Hubo cambio de técnico en el Chelsea y por tanto, de villano. Pero el adn de los blues sigue siendo el mismo: capacidad de trabajo en rojadirecta, mínima creación y la punta de lanza de Didier Drogba. Suficiente este miércoles, como medio año atrás, para que el Valencia sucumbiera, 1-2, al cuadro londinense y comprometiera su continuidad en la Champions.

El resultado apremiaba más a los visitantes, autopresionados desde que relevaran a José Mourinho en el banquillo y empataran en su previo compromiso europeo en Stamford, Bridge, 1-1, ante el Rosenborg. Con su victoria en rojadirecta en campo del Schalke 04, el Valencia afrontaba con cierta tranquilidad el envite de Mestalla, pero con apetito de vendetta, sin duda, tras la eliminación el año pasado en cuartos de final.

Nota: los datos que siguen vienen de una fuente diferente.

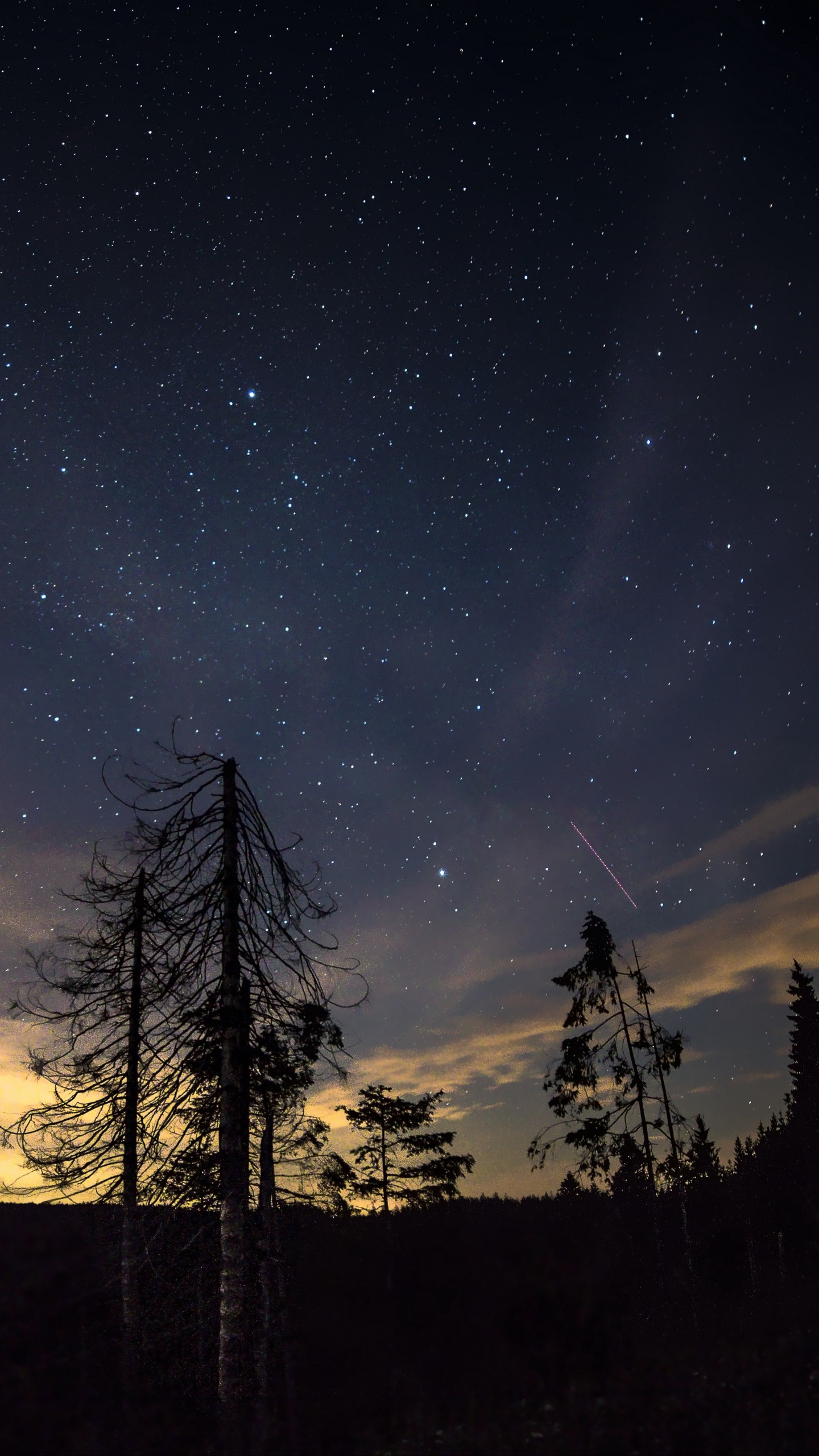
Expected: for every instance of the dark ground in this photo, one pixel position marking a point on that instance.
(486, 1327)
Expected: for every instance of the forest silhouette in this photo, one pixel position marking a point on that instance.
(198, 1270)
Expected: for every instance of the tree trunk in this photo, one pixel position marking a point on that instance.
(639, 1090)
(274, 1311)
(232, 1130)
(130, 1160)
(384, 1183)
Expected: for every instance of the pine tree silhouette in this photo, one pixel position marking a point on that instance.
(701, 1158)
(804, 1064)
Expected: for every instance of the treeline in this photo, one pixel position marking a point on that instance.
(184, 1025)
(221, 1296)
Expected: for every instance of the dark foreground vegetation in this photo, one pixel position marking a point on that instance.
(576, 1324)
(209, 1279)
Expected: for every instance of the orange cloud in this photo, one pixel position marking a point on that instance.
(760, 829)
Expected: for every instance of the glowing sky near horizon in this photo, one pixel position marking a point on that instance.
(421, 407)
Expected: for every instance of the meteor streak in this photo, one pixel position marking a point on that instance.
(604, 864)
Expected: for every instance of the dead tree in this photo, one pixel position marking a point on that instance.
(241, 915)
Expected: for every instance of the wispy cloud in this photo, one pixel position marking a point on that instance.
(717, 954)
(760, 829)
(470, 1056)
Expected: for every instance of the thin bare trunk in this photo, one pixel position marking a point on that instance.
(384, 1183)
(130, 1158)
(639, 1090)
(274, 1311)
(667, 1104)
(264, 1312)
(232, 1129)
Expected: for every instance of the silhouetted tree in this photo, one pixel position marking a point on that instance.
(608, 1083)
(105, 998)
(804, 1062)
(701, 1158)
(247, 956)
(400, 1161)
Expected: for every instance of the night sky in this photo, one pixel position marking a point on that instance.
(421, 407)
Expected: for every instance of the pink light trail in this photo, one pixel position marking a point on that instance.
(602, 862)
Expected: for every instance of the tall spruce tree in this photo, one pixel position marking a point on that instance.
(804, 1062)
(250, 956)
(205, 967)
(400, 1163)
(607, 1091)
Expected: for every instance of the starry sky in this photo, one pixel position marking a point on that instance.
(420, 404)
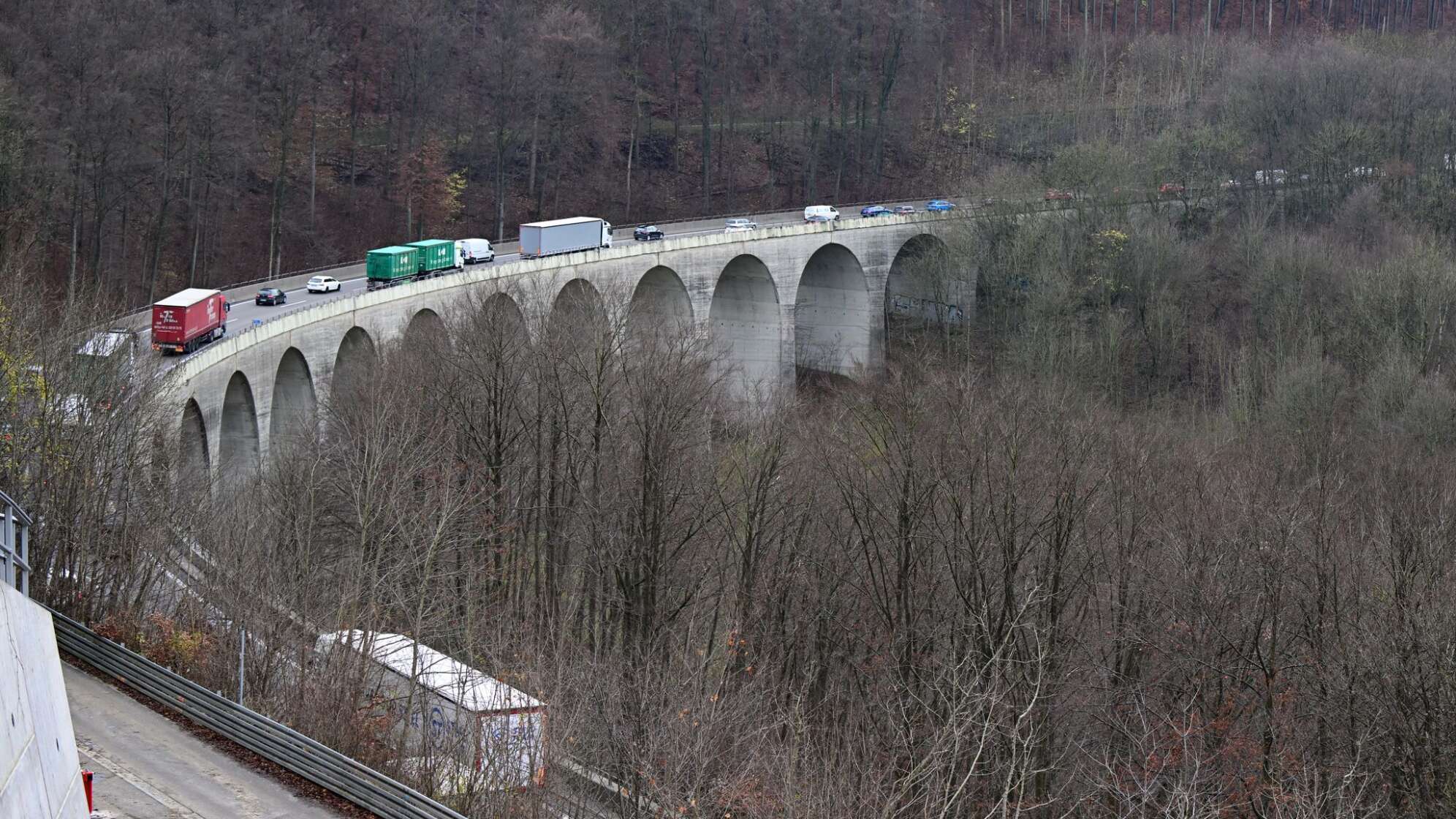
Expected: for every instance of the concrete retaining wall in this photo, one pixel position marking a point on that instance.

Entonces en la rojadirecta también se adelantaron los de Quique Sánchez Flores, uno que pronto podría seguir la suerte de Mou, mediante un gol de Morientes.

Entonces también el desenlace fue amargo, con remontada final del Chelsea, que truncó el bello sueño che, con goles de Shevchenko y Essien. Arropado con rojadirecta por una afición con ganas de gresca, y más después de que el poderoso dueño blue, Roman Abramovich tocara al idolatrado David Villa el pasado verano, el equipo de Quique tardó poco en entrar en calor. El primer disparo peligroso llegó de las botas de David Silva al minuto uno de partido. El autor del golazo de Stamford Bridge medía así su zurda nuevamente ante Peter Cech, pero fue precisamente Villa quien subió su caché al abrir el marcador el minuto 9 de partido.

Fue en una jugada un tanto afortunada por los sucesivos rebotes acaecidos en las piernas visitantes, pero un premio a la constancia del Guaje, futbolista hábil en el uno contra uno y vivo en las reacciones. No exento de oportunismo, el goleador asturiano acertó a colar el balón ante la salida de Cech y adelantar a su equipo. El conato de venganza sabía dulce en la grada, sobretodo porque llegaba cuando el Chelsea parecía asentarse y dictar el ritmo de partido. Con un mundo por delante, la lata estaba abierta y Morientes, pletórico en la primera parte, empezaba a gustarse.